Johns Hopkins researchers also presented data that suggest men on active surveillance with low-risk prostate cancer can expect the likelihood of disease reclassification to decline with each additional stable biopsy after 2 years. Low-risk prostate cancer can be defined as T1 or T2a disease with a Gleason score ≤6. Patients with low-risk prostate cancer have standard PSA levels of <10.0 ng/mL. The subcategory of very low-risk prostate cancer has the most favorable results. These men have clinical stage T1c disease with a Gleason score of ≤6. Patients with very low-risk prostate cancer a PSA density less than 0.15. On biopsy, these patients have no more than two cores with cancer, and the positive cores have no more than 50% cancer.
Among 808 men identified on active surveillance (557 with very-low-risk disease and 251 with low-risk disease), researchers found similar reclassification rates within the first 2 years. After this period, however, men in the low-risk group were twice as likely to be diagnosed with progressing disease (Gleason score >6) compared to those in the very low-risk group. For both, risk of lifetime reclassification beyond 2 years decreased by 30% and 35%, respectively, after each non-reclassifying biopsy.
“After 2 years, the reclassification rates were higher in men with low-risk as opposed to very-low-risk disease and the lifetime risk of reclassification declined substantially with each biopsy not showing any sort of disease reclassification,” said Ridwan Alam, a medical student at Johns Hopkins, who worked with Dr. Carter, Mufaddal Mamawala, MBBS, MPH, and colleagues. “These findings may help to reassure men and help reduce the dropout rate that we saw earlier, which was between 3% and 18%, by giving them this sense of security that we can really trust the data, trust the decisions that we offer.
“On top of that, they may also allow for an increased interval between biopsies in long-term compliant men. So even though prostate biopsies are relatively safe, they do have some sort of risk with them, in terms of infection, bleeding, and general discomfort.”

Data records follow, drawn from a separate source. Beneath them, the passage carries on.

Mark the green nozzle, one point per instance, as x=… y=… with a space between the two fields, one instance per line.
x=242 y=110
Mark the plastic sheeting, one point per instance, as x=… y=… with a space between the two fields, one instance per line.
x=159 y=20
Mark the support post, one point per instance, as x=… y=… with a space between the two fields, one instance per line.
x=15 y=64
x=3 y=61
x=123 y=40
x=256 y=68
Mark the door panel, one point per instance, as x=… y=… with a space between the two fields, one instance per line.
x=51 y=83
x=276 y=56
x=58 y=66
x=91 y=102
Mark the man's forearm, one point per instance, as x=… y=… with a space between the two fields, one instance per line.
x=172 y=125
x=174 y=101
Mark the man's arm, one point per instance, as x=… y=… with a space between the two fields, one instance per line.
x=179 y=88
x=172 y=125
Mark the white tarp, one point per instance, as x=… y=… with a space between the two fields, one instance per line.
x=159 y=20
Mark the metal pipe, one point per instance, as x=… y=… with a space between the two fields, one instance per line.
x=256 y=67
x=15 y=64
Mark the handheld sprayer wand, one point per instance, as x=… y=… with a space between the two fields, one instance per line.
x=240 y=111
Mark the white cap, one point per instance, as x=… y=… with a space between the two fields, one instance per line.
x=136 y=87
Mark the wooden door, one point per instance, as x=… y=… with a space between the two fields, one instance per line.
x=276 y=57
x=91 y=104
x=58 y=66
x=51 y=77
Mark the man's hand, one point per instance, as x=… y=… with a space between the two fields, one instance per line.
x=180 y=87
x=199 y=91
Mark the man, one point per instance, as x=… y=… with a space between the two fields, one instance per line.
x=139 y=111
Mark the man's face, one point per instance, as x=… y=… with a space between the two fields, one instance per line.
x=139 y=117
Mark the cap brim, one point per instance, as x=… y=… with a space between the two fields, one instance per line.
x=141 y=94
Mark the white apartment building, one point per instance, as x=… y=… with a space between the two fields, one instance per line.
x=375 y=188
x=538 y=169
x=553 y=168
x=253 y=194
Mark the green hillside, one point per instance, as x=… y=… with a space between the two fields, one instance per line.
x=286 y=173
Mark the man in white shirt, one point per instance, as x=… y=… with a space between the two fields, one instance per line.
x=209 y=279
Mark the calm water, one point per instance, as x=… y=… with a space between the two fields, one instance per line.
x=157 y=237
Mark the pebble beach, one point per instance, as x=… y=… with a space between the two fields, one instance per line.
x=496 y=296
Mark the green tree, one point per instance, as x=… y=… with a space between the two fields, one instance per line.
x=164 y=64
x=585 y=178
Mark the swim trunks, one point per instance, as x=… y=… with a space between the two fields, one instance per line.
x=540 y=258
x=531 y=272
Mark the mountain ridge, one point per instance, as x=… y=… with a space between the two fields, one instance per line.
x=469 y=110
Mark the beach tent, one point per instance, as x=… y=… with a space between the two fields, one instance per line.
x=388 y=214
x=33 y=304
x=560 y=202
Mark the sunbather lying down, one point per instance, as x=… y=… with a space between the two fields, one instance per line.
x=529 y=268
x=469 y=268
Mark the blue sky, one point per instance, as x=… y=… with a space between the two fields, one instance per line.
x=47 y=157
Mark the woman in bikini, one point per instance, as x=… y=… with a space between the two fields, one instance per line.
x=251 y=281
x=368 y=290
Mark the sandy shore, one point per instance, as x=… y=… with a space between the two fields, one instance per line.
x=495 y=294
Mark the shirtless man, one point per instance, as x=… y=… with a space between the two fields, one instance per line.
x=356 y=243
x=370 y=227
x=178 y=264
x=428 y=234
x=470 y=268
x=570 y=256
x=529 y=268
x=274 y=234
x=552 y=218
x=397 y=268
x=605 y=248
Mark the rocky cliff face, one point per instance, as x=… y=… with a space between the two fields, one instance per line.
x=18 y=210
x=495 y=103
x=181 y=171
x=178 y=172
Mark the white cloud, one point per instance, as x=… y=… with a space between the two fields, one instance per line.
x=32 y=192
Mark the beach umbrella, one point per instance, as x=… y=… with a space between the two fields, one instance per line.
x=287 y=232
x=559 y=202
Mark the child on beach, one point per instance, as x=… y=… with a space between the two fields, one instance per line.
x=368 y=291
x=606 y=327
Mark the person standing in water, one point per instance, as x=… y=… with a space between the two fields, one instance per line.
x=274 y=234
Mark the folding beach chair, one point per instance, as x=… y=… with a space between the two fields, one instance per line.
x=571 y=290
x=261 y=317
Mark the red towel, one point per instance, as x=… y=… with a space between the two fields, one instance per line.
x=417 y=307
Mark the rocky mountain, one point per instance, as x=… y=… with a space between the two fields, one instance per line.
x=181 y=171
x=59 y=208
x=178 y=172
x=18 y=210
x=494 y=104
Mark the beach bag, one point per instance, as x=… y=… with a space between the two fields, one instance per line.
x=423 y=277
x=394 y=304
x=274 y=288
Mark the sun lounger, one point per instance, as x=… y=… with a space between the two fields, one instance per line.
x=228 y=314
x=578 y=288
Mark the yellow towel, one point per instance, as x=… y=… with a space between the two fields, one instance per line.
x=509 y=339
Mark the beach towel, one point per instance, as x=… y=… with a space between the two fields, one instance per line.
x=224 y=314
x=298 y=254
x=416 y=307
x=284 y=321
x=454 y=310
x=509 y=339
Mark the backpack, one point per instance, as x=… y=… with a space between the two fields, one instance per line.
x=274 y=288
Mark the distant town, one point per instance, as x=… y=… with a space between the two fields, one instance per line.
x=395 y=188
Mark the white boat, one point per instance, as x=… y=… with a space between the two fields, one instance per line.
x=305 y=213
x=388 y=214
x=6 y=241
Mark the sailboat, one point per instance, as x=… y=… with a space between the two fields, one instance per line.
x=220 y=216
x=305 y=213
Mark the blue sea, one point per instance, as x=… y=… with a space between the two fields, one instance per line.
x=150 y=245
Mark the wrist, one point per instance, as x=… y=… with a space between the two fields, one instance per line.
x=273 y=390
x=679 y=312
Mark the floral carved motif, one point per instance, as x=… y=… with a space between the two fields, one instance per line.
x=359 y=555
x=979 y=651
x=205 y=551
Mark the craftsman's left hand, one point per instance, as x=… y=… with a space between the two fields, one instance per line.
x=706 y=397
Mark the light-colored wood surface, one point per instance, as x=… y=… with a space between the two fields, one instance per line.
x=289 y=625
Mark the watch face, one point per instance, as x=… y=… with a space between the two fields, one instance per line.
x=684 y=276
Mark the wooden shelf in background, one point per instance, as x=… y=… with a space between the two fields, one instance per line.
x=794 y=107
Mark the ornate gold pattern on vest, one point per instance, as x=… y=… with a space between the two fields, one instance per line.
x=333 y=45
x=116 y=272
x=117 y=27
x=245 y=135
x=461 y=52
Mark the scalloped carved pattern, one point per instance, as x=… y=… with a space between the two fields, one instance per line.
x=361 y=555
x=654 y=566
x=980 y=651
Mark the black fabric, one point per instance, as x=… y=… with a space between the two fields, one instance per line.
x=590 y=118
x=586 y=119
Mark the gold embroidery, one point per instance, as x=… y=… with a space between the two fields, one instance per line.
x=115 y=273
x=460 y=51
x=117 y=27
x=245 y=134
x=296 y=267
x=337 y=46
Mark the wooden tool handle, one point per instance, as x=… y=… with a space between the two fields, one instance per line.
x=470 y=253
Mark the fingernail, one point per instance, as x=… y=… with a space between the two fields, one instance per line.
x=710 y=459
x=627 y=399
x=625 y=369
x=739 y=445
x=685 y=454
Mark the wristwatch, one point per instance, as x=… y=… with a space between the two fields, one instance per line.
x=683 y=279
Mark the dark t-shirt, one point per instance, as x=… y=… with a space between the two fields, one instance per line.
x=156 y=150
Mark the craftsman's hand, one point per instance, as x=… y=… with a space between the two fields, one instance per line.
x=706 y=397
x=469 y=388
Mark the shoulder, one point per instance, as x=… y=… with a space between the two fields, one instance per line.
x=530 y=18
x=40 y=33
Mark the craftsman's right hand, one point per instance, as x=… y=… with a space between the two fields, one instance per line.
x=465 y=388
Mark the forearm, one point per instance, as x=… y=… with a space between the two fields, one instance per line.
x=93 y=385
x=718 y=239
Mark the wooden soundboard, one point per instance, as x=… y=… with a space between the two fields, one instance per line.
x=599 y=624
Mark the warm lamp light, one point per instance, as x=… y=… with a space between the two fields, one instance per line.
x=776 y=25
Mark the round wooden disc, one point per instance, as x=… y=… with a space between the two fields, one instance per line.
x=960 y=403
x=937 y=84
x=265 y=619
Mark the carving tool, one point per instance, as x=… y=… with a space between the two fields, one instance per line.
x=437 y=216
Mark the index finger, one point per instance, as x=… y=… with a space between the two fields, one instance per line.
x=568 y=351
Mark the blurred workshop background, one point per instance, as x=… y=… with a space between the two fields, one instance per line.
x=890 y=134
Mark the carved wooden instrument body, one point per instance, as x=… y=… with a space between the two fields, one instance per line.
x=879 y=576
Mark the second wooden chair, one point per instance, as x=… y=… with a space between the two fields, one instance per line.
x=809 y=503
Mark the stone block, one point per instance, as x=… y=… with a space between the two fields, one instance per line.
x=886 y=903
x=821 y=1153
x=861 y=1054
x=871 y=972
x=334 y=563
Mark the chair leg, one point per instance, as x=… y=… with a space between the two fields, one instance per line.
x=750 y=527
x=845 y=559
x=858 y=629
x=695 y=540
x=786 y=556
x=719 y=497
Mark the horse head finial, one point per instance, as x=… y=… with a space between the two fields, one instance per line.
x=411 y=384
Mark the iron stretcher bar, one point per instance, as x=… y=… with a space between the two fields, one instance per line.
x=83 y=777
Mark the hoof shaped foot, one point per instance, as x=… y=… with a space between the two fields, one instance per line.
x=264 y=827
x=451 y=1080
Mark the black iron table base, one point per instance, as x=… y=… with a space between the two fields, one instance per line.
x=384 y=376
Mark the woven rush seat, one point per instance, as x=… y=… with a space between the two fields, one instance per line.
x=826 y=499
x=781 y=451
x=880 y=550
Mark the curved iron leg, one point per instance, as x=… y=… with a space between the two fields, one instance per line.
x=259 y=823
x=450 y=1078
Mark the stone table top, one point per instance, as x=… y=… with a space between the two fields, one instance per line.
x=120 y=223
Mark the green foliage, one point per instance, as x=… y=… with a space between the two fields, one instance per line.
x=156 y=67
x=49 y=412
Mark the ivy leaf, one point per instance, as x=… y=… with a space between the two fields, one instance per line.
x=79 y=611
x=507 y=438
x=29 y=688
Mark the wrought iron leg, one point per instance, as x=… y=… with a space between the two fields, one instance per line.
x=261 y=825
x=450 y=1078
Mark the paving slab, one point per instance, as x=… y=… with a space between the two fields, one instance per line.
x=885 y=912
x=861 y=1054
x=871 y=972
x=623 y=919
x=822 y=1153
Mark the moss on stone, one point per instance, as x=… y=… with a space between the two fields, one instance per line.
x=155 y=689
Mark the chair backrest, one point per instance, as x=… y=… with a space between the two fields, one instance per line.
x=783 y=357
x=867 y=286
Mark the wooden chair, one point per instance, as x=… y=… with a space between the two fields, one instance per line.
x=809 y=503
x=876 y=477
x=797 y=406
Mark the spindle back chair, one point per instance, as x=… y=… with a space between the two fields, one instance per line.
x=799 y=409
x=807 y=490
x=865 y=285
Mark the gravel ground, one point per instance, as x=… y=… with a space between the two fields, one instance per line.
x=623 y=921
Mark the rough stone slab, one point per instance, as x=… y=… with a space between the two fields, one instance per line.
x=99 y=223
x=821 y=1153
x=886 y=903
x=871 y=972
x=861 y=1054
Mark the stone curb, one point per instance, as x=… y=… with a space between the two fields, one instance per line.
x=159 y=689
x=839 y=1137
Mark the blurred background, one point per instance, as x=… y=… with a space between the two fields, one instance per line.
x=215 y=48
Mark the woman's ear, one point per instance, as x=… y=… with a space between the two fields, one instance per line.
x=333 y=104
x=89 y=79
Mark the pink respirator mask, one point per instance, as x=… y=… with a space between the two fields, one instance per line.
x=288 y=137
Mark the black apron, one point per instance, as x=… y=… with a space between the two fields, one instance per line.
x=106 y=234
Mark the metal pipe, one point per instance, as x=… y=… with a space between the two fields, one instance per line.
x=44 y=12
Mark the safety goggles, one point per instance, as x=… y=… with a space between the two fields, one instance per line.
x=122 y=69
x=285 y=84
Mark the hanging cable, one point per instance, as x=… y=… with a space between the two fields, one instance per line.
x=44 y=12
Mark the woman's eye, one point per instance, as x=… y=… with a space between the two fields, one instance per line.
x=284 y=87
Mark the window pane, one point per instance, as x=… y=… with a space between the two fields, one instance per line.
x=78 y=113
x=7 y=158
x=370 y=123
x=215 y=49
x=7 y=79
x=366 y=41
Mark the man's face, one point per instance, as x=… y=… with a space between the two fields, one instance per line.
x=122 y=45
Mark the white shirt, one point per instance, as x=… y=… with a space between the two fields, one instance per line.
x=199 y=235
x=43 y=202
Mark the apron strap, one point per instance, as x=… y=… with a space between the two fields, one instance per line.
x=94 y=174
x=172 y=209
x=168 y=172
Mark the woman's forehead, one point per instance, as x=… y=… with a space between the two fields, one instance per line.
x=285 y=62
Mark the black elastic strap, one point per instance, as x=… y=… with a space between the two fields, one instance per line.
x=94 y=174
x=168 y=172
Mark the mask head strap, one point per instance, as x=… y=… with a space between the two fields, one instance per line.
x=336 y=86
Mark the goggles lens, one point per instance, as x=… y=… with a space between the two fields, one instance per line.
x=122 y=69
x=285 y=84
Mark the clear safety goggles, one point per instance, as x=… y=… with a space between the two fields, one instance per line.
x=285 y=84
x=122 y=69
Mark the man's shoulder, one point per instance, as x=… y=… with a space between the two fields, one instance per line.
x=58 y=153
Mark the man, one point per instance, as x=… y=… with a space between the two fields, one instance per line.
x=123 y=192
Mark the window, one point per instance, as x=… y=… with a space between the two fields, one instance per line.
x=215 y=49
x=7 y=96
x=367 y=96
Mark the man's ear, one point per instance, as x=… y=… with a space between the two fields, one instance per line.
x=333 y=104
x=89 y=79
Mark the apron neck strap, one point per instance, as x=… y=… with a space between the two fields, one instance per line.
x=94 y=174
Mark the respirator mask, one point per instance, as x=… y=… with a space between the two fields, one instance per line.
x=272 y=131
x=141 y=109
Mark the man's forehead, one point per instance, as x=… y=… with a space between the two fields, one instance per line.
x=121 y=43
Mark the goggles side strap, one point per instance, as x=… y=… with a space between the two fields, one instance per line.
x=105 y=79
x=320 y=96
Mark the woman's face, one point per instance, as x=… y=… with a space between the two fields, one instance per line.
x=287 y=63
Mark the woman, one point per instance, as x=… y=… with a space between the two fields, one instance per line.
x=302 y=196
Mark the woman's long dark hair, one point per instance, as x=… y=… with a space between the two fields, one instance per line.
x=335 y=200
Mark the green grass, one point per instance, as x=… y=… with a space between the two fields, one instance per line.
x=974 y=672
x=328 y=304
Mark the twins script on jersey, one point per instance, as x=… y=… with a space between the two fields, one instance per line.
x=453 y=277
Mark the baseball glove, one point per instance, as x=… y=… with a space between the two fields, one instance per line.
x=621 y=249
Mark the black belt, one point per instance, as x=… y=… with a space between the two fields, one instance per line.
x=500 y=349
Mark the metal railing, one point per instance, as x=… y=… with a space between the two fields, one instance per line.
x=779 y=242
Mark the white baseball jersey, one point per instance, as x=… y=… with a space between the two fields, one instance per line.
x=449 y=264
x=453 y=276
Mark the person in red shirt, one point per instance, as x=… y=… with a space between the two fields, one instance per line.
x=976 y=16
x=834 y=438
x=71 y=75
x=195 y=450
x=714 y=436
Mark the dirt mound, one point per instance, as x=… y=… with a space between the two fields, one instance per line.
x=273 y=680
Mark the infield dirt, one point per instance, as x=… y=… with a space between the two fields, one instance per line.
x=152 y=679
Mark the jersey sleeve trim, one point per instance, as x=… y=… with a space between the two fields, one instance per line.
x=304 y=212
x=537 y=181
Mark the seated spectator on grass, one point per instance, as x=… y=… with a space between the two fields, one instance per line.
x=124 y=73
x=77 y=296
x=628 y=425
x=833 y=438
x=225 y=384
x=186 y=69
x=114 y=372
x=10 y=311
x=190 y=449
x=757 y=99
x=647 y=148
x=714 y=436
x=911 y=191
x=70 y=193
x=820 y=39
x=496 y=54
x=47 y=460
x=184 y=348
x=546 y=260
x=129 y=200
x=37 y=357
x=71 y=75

The increase in active surveillance adoption appears to be nationwide. In a study from UCLA and other institutions, of 1,401 men identified as meeting study inclusion criteria (a minimum of 6 months of documented follow-up from initial diagnosis), the average age was 63.6 years. In addition, based on data from community-based urology practices in California, Colorado, Indiana, North Carolina, Ohio, Oregon, and South Carolina, 17.3% had very low-, 36.1% had low- and 42.7% had intermediate-risk prostate cancer. Across all risk groups, the primary therapy choice was active surveillance (70.2% of men with very low, 39.2% of those with low, and 7.7% of those with intermediate risk of progression).
Risk level, age, and urology practice predicted choice of active surveillance, while race did not.
“We found that active surveillance appears to be adopted rapidly by urologists practicing in large community groups. The patterns of care delivery appear to be consistent with guidelines and principals of disease management and that variation by practice is an opportunity for additional education and quality improvement efforts, which are facilitated greatly by having this kind of data,” said first author Jeremy Shelton, MD, MSHS, a urologist at UCLA.
In a fourth study, however, Dr. Loeb and colleagues found that despite a global increase in active surveillance for men with low-risk prostate cancer, there is no consensus on the protocol to use when following men, and practice patterns vary widely. Reviewing records for 5,192 men from the SEER-Medicare linked dataset, NYU researchers found that although most men receive at least one PSA test per year, rates of imaging and biopsies declined over time, as did the number of patients adhering to active surveillance protocols. Younger men and those diagnosed in more recent years had a higher frequency of surveillance biopsies.